Diabeties Detection using HRV
by Pulasthi Ekanayake
Preprocessing D1NAMO dataset
- Download the dataset from https://zenodo.org/record/1421616/files/D1NAMO.tgz
- Extract the dataset
- Loop through the dataset and find the files ending with “ECG.csv” which contain the ECG data for all subjects. Important! – Each subject has 4 separate ECG recordings. Due to the lack of data each recording was treated as a different subject.

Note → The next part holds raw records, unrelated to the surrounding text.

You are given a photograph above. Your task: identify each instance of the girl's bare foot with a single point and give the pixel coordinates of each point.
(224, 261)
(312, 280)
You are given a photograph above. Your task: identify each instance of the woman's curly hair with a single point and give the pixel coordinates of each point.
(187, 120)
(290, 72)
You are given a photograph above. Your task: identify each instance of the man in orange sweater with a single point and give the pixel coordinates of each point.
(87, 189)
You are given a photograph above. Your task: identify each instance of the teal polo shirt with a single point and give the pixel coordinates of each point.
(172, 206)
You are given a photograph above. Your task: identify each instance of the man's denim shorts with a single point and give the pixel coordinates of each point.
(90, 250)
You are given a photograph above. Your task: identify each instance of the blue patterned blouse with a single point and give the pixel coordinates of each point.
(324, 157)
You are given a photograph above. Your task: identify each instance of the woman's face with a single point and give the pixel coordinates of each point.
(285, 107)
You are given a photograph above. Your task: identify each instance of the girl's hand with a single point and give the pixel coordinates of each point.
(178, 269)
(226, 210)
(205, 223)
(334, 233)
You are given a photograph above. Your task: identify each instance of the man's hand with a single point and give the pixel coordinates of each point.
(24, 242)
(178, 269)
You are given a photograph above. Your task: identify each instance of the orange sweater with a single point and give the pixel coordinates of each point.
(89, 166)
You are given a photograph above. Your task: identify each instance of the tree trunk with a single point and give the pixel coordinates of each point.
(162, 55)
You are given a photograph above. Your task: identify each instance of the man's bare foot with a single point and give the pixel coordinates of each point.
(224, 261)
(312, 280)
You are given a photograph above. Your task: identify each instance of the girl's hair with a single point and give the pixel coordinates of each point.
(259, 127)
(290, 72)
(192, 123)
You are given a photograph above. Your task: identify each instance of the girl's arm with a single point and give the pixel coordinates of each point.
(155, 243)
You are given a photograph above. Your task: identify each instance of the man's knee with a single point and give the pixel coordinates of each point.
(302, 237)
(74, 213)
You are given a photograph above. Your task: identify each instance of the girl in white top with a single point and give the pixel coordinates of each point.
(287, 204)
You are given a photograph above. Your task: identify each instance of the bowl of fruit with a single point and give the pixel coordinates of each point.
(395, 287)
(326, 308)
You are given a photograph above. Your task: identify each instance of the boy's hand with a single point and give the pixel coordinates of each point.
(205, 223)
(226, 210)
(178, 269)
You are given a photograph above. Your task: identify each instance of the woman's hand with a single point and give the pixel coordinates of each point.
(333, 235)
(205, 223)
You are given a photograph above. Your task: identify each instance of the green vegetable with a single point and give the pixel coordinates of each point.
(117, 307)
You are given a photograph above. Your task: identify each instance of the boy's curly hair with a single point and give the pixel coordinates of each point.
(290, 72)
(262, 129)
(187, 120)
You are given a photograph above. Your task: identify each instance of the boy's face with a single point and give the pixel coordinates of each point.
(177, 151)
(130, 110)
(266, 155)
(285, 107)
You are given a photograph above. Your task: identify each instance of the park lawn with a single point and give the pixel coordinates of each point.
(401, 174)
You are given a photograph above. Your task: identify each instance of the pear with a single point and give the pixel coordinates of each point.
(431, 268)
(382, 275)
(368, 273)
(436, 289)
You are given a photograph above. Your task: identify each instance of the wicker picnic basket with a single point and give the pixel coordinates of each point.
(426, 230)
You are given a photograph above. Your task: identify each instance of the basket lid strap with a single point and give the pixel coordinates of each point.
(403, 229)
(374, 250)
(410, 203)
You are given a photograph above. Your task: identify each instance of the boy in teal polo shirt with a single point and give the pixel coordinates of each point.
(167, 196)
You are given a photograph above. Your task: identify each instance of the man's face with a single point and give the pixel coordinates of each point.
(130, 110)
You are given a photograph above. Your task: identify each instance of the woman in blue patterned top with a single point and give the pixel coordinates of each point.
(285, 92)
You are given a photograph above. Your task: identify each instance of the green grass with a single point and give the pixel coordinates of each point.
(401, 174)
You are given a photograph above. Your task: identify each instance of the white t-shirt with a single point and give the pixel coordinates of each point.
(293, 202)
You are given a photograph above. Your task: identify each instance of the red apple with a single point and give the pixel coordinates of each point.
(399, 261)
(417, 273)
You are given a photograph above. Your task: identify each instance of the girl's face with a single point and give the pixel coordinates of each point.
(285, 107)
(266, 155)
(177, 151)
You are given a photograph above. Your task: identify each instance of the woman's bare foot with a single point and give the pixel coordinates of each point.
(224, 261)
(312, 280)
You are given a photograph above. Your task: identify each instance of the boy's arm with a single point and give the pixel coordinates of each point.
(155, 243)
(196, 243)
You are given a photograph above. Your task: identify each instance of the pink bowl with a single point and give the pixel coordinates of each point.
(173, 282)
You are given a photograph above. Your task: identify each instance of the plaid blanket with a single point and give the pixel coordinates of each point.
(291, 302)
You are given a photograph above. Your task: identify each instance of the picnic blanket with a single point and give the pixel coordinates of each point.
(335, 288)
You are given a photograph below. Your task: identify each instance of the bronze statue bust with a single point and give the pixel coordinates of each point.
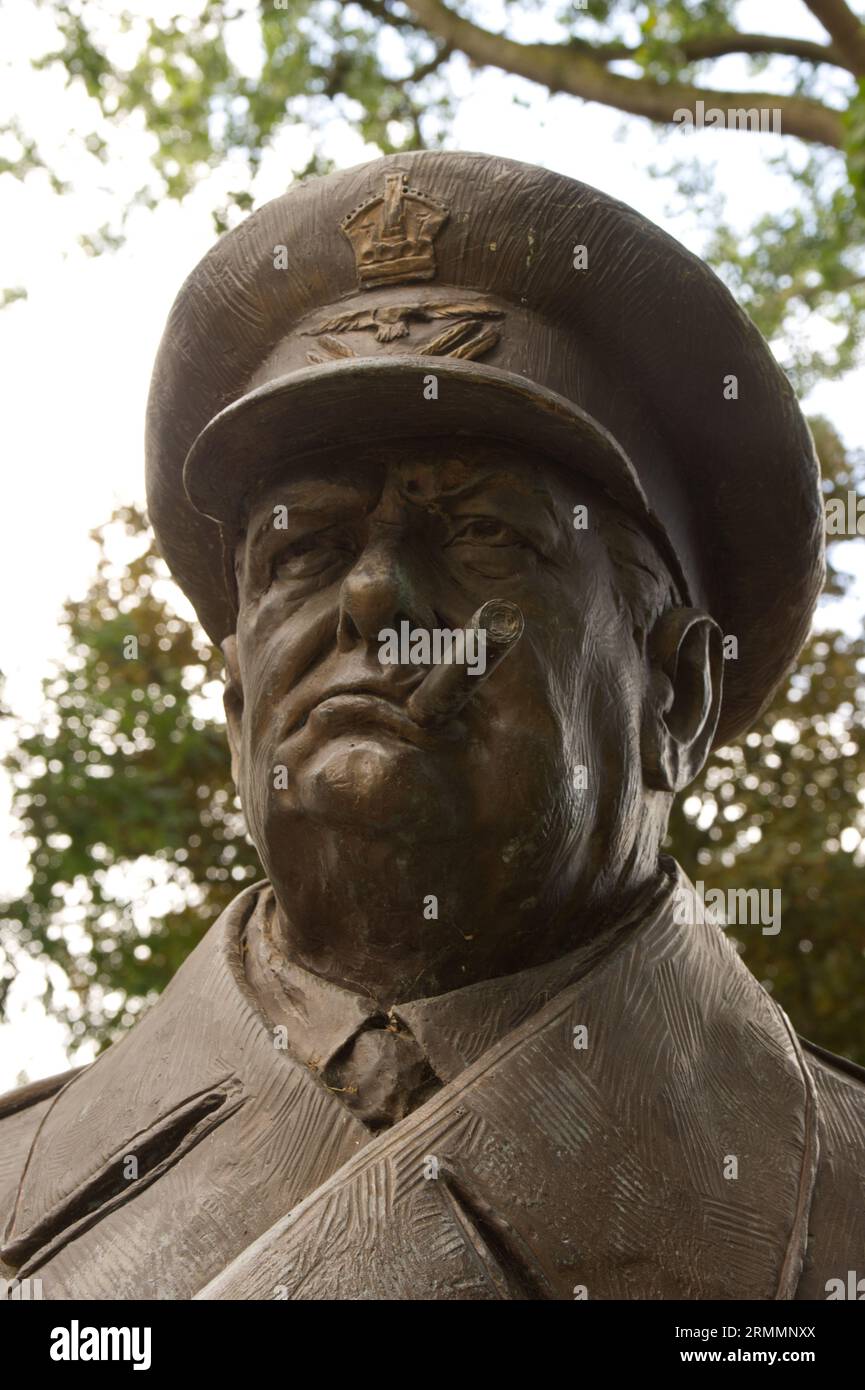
(445, 452)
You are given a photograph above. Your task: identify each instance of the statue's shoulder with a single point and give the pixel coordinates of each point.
(25, 1097)
(835, 1075)
(21, 1114)
(837, 1207)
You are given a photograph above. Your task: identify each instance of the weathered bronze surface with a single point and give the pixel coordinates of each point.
(472, 1039)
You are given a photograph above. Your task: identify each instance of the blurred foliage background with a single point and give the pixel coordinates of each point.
(124, 795)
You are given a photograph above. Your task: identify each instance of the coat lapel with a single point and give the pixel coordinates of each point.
(178, 1146)
(672, 1157)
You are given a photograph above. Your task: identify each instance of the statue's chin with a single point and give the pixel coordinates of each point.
(374, 783)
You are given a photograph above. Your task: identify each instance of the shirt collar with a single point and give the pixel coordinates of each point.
(452, 1029)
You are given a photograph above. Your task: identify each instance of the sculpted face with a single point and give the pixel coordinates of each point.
(530, 798)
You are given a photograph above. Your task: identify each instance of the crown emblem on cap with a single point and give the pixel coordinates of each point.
(392, 234)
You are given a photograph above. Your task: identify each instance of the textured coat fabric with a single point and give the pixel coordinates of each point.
(704, 1155)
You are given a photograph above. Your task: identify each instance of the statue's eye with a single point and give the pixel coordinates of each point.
(310, 555)
(487, 531)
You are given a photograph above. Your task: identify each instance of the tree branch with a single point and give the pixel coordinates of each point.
(722, 45)
(559, 68)
(846, 28)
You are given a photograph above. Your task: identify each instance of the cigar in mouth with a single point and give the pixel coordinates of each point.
(447, 688)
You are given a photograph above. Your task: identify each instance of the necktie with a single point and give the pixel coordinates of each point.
(381, 1073)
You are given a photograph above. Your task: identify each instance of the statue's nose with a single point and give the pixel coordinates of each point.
(380, 592)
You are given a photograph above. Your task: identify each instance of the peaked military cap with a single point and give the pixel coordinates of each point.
(551, 316)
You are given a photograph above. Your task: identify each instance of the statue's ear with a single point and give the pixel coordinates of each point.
(232, 699)
(682, 698)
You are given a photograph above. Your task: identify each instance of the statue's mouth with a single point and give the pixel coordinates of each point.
(349, 710)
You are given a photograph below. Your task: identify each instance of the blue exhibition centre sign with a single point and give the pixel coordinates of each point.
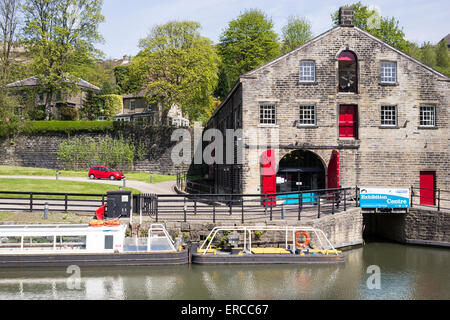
(373, 198)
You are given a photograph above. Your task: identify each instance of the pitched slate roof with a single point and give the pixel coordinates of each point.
(33, 82)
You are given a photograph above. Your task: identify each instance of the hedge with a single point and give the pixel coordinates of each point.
(39, 127)
(113, 104)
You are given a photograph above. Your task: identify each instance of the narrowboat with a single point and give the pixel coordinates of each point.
(316, 248)
(96, 244)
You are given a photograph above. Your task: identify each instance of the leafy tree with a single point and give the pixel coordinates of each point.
(385, 28)
(8, 36)
(296, 32)
(247, 43)
(442, 56)
(177, 66)
(60, 34)
(111, 104)
(91, 108)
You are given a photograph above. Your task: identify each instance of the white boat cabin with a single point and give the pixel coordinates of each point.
(61, 238)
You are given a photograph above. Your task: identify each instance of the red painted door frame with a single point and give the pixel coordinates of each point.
(427, 187)
(348, 121)
(333, 171)
(268, 175)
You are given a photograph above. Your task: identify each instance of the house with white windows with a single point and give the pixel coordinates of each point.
(343, 109)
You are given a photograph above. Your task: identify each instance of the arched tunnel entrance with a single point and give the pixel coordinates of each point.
(300, 170)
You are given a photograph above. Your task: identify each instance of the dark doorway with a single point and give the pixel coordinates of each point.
(300, 170)
(427, 188)
(348, 72)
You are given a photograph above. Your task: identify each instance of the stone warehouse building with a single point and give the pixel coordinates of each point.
(346, 109)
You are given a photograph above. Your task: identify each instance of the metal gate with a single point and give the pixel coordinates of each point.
(145, 204)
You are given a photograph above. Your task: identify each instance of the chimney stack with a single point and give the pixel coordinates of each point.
(346, 16)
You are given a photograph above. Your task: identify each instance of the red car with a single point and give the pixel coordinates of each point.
(105, 173)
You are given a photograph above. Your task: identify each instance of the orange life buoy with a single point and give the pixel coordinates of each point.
(307, 240)
(96, 223)
(112, 223)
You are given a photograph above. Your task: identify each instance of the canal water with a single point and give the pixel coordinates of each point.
(405, 272)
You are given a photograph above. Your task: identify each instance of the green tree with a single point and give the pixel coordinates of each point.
(296, 32)
(442, 56)
(247, 43)
(8, 37)
(177, 66)
(384, 28)
(91, 108)
(60, 34)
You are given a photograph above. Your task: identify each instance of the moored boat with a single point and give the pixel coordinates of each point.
(316, 248)
(86, 245)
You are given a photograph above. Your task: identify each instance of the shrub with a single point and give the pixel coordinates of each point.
(81, 153)
(113, 104)
(68, 127)
(37, 113)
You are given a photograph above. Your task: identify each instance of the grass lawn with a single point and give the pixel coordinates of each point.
(37, 217)
(26, 171)
(59, 186)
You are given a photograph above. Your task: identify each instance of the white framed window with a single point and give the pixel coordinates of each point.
(388, 72)
(307, 71)
(268, 114)
(427, 116)
(307, 115)
(389, 116)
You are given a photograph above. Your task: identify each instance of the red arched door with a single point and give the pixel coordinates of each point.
(268, 175)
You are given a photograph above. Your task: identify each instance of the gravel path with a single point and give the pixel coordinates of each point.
(166, 187)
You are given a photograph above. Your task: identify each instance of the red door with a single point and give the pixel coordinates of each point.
(348, 121)
(333, 171)
(269, 175)
(427, 187)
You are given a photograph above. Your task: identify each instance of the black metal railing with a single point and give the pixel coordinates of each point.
(245, 207)
(60, 202)
(431, 198)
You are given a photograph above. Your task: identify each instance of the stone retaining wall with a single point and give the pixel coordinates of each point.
(418, 226)
(40, 151)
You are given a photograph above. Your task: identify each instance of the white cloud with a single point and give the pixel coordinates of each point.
(129, 21)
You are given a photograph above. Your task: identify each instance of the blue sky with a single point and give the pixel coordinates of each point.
(127, 21)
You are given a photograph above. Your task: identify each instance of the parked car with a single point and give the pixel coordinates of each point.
(105, 173)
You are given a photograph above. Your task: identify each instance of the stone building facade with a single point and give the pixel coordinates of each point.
(137, 109)
(343, 109)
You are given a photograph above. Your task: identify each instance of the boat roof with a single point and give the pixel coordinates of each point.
(53, 229)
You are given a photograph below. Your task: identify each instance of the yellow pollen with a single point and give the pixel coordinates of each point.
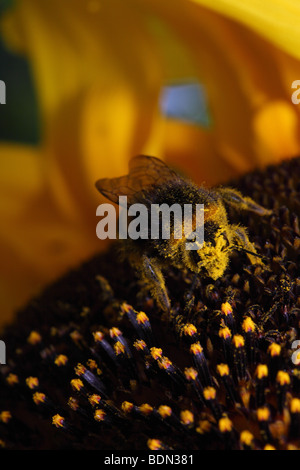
(58, 421)
(92, 364)
(34, 338)
(164, 411)
(248, 325)
(238, 341)
(226, 308)
(39, 397)
(99, 415)
(94, 399)
(32, 382)
(76, 384)
(223, 369)
(224, 332)
(186, 417)
(164, 363)
(156, 353)
(191, 373)
(126, 307)
(274, 349)
(189, 329)
(114, 332)
(196, 348)
(98, 336)
(246, 437)
(261, 371)
(142, 317)
(283, 378)
(295, 405)
(61, 360)
(119, 348)
(209, 393)
(225, 424)
(80, 369)
(263, 414)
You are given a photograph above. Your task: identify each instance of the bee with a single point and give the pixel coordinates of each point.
(151, 181)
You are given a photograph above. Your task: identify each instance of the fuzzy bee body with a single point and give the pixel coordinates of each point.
(150, 181)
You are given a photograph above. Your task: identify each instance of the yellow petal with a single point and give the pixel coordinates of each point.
(275, 20)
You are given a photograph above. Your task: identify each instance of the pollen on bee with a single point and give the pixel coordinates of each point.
(119, 348)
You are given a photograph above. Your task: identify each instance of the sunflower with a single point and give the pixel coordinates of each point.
(100, 71)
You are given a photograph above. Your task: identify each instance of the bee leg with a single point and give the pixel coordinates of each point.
(237, 201)
(152, 275)
(240, 239)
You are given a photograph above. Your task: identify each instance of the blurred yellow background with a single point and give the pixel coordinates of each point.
(204, 85)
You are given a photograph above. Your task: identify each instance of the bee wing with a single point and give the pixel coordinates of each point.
(144, 171)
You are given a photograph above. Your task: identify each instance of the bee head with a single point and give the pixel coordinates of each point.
(211, 257)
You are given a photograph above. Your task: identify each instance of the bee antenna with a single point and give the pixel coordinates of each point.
(239, 248)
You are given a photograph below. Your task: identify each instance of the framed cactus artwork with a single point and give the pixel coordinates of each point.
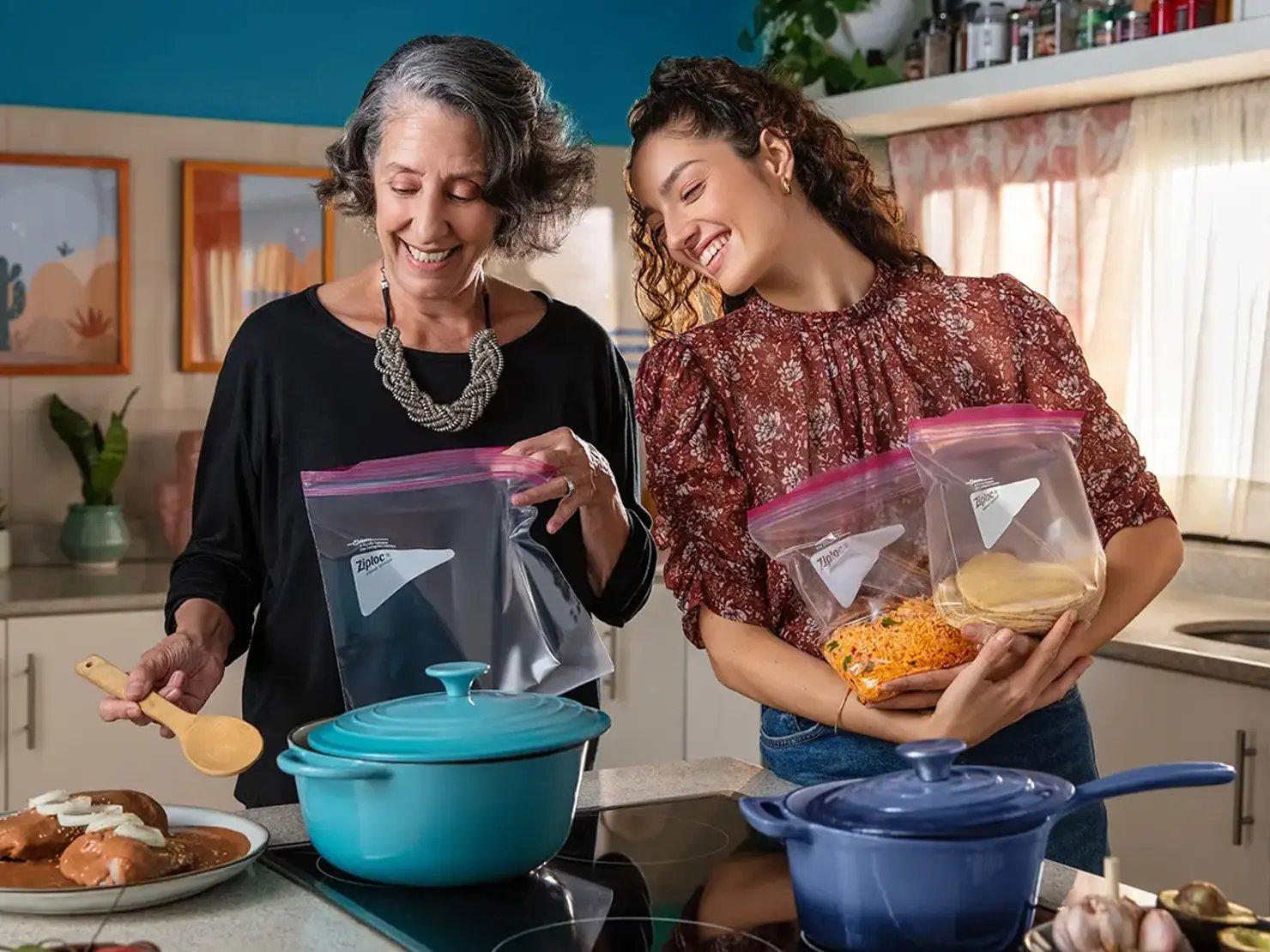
(249, 234)
(64, 264)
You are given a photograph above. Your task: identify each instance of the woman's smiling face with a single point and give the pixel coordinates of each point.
(717, 214)
(431, 217)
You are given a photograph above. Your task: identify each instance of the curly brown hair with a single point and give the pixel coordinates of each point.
(717, 98)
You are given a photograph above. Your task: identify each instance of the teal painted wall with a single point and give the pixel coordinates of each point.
(307, 63)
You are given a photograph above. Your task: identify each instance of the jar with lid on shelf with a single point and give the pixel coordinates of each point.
(936, 46)
(1055, 27)
(937, 41)
(1134, 24)
(968, 51)
(1164, 16)
(913, 57)
(992, 34)
(1193, 15)
(1020, 34)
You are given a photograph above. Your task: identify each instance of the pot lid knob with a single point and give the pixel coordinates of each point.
(931, 759)
(459, 676)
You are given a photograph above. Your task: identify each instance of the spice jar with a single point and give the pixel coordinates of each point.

- For each ECG recording extract 1 min of data starting from the 15th minute ( to allow time for stabilization). From this data, the following parameters were calculated.
- Standard deviation of all NN intervals (SDNN) in seconds,
- Square root of the mean of the sum of the squares of differences between adjacent NN interval (RMSSD) in milliseconds (ms),
- Number of adjacent NN intervals differing more than 50 ms. (NN50 count),
- Percentage of difference between adjacent NN intervals differing more than 50 ms. (pNN50%),
- Integral of sample density distribution of RR intervals divided by the maximum of the density distribution (R- R triangular index)
- Baseline width of the minimum square difference triangular interpolation of the maximum of the sample density distribution of NN intervals in seconds (TINN)
- Mean R-R interval in seconds
- Mean heart rate
- Standard deviation (STD) of the mean heart rate (per minute)
- These parameters were used by Ahamed Seyd, P.T; Paul K. Joseph & Jeevamma Jacob in their paper “Automated Diagnosis of Diabetes Using Heart Rate Variability Signals”
- The processed data was saved to a csv file named “processed_data.csv”. This file contains the columns: 'filename', 'SDNN', 'RMSSD', 'nn_50', 'pNN_50', 'meanHR', 'SDHR', meanRR', 'TINN', 'HRVTriIndex'
Processing SWELL Dataset
The model trained from the D1NAMO dataset had insufficient accuracy (~65%) therefore the SWELL dataset was used. SWELL dataset contains various Heart rate variability parameters which are used for detecting stress.
Out of the 36 different parameters, the 9 parameters were considered. These were chosen to be similar to the ones used in the D1NAMO model. SDNN, RMSSD, pNN_50, meanHR, mean_RR, MEDIAN_RR , LF, HF, HF_LF was chosen. The parameters MEDIAN_RR, LF , HF , HF_LF was chosen instead of nn_50, SDHR, TINN, HRVIndex, And as raw ECG was not included in the dataset the required parameters could not be calculated.
The data was labelled as “no stress”, “time pressure” and “interruption”. These were relabelled as “diabetic”(time pressure, interruption) and “healthy”(no stress). The SWELL dataset contained two files train.csv and test.csv these files were processed and was saved as “swell_training_data.csv” and “swell_testing_data.csv” respectively.
Technologies
• Tensorflow 2.20 and Keras was used for model creation
• Pandas , numpy libraries were used for data manipulation
• Jupyter lab with Python 3.8 kernel was used for programming.
Training Process
- Remove rows containing NAN values from the dataset
- Normalize the data and binary encode the labels as healthy – 1, diabetic – 0
- Train the neural network for 20 epochs.
- Export the model as diabetesHRV.h5
The neural network architecture used in the “Automated Diagnosis of Diabetes Using Heart Rate Variability Signals” was used with minor modifications.
- Adam optimiser was used instead of backward propagation with momentum.
- RELU activation function was used instead of sigmoid for the hidden layer
- Binary cross entropy loss function was used
Model Evaluation
- Load the model “diabetesHRV.h5”
- Read the test data in swell_testing_data.csv to a pandas dataframe
- Normalize the data and encode labels. Normalizing is done using statistical parameters of the training dataset (model_stats.csv)
- Use model.evaluate function to obtain accuracy.